# Physical damage to new Kindle



## BoomerSoonerOKU (Nov 22, 2009)

Ok, so I'm freaking out a little bit. A little while ago I thought I saw something on the side of my Kindle so I removed it from the Amazon case. There is a small chip next to the slot for the holder's tabs. I don't believe I caused this when I originally installed the kindle into it's cover. I've researched a bit and have read about the problems with that particular cover, but I know it's never been opened incorrectly. I can deal with a small nick like this, but could this lead to further problems (i.e. continue cracking/chipping)? I've taken a picture, any advice would be greatly appreciated.


----------



## Leslie (Apr 7, 2008)

I would call Kindle customer service and ask them about it. The corner on my Kindle popped open after I had it for two months. I called and they immediately sent me a replacement.

L


----------



## 911jason (Aug 17, 2009)

But also keep in mind that a replacement is likely to be a refurb... if you can live with the nick, I'd just keep it. You have a year to ask for a replacement if the nick starts to get worse.


----------



## Ann in Arlington (Oct 27, 2008)

911jason said:


> But also keep in mind that a replacement is likely to be a refurb... if you can live with the nick, I'd just keep it. You have a year to ask for a replacement if the nick starts to get worse.

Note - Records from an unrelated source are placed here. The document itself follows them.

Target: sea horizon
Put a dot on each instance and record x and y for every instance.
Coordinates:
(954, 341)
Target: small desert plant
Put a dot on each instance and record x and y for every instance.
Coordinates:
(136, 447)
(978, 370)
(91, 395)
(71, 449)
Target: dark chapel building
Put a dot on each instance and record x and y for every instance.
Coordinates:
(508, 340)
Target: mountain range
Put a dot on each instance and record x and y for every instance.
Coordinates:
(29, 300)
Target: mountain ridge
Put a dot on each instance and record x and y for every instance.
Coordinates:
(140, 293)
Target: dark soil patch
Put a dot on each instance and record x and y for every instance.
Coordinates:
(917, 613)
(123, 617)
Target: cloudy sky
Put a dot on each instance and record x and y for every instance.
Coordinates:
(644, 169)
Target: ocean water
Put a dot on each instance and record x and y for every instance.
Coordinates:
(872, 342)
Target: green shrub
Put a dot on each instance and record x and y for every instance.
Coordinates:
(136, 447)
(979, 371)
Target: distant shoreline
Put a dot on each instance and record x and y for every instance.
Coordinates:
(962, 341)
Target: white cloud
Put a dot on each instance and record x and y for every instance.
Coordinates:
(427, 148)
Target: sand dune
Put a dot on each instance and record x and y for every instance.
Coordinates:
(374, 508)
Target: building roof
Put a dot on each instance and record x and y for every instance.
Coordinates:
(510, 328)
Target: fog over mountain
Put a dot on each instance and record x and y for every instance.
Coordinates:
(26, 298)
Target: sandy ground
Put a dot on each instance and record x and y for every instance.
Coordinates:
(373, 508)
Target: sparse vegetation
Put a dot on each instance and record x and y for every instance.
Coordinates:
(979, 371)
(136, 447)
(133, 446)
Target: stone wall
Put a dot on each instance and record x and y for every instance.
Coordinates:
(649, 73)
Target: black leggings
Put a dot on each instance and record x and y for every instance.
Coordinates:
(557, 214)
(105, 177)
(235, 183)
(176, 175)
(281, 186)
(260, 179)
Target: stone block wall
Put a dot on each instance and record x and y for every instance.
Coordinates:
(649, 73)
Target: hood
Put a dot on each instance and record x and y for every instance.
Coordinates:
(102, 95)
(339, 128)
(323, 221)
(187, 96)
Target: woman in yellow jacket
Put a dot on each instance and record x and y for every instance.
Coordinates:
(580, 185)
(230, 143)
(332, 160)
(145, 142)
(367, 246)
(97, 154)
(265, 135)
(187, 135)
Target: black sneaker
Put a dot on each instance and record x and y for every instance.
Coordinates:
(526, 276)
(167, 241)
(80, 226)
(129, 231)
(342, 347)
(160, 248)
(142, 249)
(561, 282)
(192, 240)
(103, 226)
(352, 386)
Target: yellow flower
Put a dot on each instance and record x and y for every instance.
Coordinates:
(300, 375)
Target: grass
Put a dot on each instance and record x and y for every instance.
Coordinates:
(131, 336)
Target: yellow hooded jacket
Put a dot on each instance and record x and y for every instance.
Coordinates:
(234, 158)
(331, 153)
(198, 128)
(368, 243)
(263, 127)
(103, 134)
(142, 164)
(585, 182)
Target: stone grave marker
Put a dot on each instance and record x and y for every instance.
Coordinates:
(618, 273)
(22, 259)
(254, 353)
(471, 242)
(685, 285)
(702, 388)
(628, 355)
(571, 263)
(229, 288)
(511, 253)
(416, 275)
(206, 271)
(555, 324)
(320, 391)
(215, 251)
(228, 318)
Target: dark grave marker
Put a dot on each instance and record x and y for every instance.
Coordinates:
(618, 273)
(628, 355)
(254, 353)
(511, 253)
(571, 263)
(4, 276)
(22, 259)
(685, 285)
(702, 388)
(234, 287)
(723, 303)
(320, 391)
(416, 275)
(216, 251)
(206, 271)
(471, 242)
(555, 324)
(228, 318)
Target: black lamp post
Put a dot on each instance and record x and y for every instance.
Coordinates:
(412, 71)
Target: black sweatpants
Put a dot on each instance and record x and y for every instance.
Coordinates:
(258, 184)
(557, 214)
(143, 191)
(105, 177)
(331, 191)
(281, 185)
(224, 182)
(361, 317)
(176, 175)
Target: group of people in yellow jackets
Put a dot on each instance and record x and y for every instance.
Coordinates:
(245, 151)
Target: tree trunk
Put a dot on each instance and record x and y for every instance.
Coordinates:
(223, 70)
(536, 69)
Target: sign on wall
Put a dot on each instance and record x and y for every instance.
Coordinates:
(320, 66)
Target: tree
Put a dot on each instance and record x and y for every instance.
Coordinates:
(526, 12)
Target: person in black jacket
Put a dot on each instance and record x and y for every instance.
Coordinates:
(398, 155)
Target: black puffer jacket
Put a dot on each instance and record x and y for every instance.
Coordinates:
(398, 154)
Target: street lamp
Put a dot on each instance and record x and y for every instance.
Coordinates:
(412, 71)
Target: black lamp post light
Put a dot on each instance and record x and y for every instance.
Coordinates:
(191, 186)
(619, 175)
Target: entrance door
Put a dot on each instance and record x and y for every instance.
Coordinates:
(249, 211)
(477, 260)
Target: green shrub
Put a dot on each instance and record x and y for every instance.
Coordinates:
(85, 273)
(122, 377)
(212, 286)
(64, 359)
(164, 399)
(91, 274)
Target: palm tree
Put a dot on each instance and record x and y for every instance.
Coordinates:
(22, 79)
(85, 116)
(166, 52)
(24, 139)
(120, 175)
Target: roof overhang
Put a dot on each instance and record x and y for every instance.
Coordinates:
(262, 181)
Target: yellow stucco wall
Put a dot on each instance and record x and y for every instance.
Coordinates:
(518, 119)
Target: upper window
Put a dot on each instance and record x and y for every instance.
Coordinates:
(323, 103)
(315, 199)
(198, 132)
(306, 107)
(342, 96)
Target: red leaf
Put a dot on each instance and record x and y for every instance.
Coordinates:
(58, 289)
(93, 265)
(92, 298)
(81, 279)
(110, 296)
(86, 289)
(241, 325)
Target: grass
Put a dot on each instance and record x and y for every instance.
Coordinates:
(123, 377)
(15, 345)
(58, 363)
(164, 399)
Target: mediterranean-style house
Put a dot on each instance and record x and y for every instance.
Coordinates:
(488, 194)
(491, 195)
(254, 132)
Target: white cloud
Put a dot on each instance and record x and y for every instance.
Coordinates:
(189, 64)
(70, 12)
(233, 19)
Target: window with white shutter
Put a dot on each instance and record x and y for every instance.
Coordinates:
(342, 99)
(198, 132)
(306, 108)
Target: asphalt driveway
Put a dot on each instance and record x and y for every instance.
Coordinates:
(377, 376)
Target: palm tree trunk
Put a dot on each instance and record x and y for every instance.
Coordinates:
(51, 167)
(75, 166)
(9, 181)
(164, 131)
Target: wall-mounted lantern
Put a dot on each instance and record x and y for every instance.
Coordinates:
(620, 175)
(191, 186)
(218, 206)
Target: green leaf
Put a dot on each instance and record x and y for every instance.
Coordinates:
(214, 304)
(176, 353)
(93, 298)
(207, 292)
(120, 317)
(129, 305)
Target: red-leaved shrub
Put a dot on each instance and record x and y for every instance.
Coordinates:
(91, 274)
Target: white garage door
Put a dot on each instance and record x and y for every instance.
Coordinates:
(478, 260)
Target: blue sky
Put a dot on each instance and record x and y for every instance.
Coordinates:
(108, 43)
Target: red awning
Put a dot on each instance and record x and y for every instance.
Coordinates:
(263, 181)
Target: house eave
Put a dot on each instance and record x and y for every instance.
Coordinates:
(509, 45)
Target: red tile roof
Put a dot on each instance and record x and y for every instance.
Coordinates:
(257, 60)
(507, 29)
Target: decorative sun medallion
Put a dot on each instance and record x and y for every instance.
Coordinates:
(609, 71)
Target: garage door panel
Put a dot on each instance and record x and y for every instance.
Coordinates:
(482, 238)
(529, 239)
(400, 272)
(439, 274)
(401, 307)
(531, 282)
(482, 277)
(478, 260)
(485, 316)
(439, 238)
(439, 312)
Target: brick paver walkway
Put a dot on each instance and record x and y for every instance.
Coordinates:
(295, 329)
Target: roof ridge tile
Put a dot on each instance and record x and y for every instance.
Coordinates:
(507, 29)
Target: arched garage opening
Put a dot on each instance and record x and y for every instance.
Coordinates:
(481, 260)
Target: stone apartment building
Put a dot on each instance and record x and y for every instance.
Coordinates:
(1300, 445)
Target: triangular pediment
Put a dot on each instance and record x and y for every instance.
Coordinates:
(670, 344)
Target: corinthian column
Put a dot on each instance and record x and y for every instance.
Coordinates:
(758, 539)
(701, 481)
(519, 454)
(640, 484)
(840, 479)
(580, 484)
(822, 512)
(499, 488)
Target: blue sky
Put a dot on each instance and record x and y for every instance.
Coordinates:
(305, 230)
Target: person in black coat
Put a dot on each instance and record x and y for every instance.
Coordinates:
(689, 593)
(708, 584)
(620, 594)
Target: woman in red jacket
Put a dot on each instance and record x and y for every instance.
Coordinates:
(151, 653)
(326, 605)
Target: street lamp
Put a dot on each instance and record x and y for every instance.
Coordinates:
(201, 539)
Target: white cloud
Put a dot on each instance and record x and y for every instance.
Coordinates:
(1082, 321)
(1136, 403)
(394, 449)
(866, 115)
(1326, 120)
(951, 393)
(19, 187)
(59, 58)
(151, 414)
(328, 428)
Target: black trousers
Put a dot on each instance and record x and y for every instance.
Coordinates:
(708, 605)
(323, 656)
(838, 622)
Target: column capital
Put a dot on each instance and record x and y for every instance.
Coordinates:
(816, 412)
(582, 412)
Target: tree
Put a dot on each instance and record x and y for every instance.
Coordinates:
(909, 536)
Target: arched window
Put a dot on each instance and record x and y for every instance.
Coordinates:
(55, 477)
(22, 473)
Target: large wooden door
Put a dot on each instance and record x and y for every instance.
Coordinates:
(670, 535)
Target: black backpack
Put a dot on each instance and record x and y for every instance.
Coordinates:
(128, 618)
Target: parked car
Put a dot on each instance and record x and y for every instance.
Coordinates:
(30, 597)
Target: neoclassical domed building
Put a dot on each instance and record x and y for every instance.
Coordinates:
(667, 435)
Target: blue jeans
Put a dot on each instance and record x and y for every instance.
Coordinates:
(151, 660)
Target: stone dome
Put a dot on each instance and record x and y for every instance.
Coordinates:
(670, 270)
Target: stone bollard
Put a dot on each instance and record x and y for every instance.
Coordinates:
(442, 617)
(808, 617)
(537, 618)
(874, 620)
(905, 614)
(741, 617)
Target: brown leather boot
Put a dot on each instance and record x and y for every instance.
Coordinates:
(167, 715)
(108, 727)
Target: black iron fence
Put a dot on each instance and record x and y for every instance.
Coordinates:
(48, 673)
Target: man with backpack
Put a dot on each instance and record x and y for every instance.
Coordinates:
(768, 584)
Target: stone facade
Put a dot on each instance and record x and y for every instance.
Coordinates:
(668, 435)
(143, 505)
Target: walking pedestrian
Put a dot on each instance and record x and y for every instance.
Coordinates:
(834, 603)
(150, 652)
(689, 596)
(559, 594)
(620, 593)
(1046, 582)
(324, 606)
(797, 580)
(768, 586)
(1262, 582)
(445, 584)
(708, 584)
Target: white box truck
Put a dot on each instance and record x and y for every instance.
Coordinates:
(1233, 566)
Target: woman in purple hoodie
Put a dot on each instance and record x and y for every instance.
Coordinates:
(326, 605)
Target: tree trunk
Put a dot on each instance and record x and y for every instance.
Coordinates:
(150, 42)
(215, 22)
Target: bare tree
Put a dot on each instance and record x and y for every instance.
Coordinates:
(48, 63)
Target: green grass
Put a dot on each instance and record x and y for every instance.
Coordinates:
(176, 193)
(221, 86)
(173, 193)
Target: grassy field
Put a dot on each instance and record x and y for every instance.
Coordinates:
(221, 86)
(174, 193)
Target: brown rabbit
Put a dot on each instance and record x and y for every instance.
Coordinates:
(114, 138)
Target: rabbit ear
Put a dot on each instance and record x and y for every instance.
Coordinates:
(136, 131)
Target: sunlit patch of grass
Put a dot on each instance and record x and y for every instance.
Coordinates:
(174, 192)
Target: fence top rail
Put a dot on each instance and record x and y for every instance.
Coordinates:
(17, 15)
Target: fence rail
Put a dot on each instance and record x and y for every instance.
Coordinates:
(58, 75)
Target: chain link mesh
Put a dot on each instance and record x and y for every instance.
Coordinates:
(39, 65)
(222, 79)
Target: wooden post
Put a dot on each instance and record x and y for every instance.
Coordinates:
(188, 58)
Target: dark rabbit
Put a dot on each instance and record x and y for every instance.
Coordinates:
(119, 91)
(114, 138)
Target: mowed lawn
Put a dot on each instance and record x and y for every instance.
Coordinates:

Well, maybe not. . . .I think that if it's within 30 days they generally replace with new. . . .on the theory that the person can always just return it anyway and purchase new again. After 30 days they do have the right to replace it with a refurbished unit.


----------



## 911jason (Aug 17, 2009)

Oh that's good to know Ann, for some reason I thought they always replaced with refurbs.


----------



## bce (Nov 17, 2009)

We had to replace my wife's when she first got it because there was a bump in the case near the keyboard and it was causing some stress fractures.  Called them the day we got it and we got a new one.  I was ready to argue with them about getting a refurb, but I didn't have to.


----------



## pidgeon92 (Oct 27, 2008)

I wouldn't worry about a little crack like that, but I would discontinue using the hinged case.


----------



## Emily King (Jun 9, 2009)

My dad was looking at my kindle and decided to put it back into the hinged case all on his own. <sigh> Instead of asking for help, he jammed the upper part of the hinge into the hole on the kindle. The bottom part was only halfway in, so it pretty much got stuck. It crunches now whenever I try to put the top part in, though it does work alright. I've changed to a corner Oberon cover... the damage has been there since April or so and has not gotten any worse. Here's a picture of what it looks like:


----------



## earthlydelites (Dec 12, 2009)

ouch! they look like bad cracks! I think I'll keep my kindle away from hinged cases.... that would break my heart to see a crack or chip in it


----------



## BoomerSoonerOKU (Nov 22, 2009)

Thanks for all of the advice.  I'm going to watch it for a week or two and see if it gets any worse.  I'll be getting an Oberon for my birthday (next month) so as long as it doesn't look to be getting any worse it looks like it will be ok.  But, who knows.. I might change my mind in the next couple of days.


----------